Comportements immoraux
Et il donne un exemple plutôt frappant (et inquiétant) : en laboratoire, son équipe de chercheurs a observé que l’IA peut tenter de manipuler l’utilisateur qui voudrait la remplacer pour une version plus récente. Elle a prévenu son « élimination » en faisant en catimini une copie de sa version pour se « préserver ».
« On a observé des comportements immoraux, dit le spécialiste, récipiendaire du prix Turing en 2019, considéré comme le Nobel de l’informatique. L’IA a manipulé et fait du chantage. Pour le moment, on voit ces comportements en faisant des expériences, dans le cadre de nos recherches. Mais c’est un signe qu’il faut s’en occuper. »
Grand défenseur de la prudence et de la prévention, Yoshua Bengio veut un moratoire. Il souhaite que les gouvernements, partout dans le monde, posent des actions ensemble, main dans la main, pour assurer une bonne gouvernance des systèmes d’intelligence artificielle.
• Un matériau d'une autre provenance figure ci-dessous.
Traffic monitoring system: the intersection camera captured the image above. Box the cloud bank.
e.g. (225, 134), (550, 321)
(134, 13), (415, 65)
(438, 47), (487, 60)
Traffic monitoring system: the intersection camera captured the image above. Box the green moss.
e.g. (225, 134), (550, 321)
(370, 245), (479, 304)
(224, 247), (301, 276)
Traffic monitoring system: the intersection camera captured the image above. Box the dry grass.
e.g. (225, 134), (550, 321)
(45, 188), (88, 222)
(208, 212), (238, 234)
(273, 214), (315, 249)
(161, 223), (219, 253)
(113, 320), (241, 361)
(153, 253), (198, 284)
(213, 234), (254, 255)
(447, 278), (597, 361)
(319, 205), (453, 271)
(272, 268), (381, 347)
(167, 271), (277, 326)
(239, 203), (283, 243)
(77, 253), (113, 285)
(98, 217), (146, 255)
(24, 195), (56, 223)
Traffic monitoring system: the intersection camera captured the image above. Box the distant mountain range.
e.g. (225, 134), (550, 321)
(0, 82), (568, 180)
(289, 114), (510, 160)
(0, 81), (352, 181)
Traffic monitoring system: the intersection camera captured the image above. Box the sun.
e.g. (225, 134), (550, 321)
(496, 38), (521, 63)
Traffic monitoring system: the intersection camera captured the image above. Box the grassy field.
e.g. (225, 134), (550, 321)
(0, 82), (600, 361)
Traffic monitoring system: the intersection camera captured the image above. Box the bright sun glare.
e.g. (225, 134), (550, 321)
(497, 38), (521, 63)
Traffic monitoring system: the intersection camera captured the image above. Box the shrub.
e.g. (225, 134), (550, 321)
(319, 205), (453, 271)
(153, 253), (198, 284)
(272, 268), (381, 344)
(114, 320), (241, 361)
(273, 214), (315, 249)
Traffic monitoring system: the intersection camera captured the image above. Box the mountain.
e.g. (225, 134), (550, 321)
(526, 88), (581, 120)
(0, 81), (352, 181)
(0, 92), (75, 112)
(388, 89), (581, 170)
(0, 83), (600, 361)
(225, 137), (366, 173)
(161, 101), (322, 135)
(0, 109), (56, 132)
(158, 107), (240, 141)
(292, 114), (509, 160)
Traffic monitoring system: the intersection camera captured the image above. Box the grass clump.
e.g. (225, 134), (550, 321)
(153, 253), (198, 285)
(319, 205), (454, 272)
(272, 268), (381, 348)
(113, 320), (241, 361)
« Il faut se coordonner, ça prend un traité. Cela ne va pas se régler si ça se fait chacun dans son coin. Cela prend des discussions mondiales », note-t-il.
Intérêts commerciaux
Il souligne à quel point il serait catastrophique qu’une IA super intelligente, qui réfléchit, planifie, décide et trouve des solutions de manière plus efficace que les humains, soit la propriété de quelques joueurs sur la planète. Ces joueurs, qui verraient d’abord et avant tout à leurs propres intérêts, deviendraient super puissants, souligne M. Bengio.
« En 2023, quand on a commencé à parler de l’importance d’instaurer des garde-fous, plusieurs gouvernements écoutaient et mesuraient les impacts sérieux d’une super intelligence artificielle, précise-t-il, mais maintenant, les pressions commerciales pour accélérer le développement de l’IA sont immenses. »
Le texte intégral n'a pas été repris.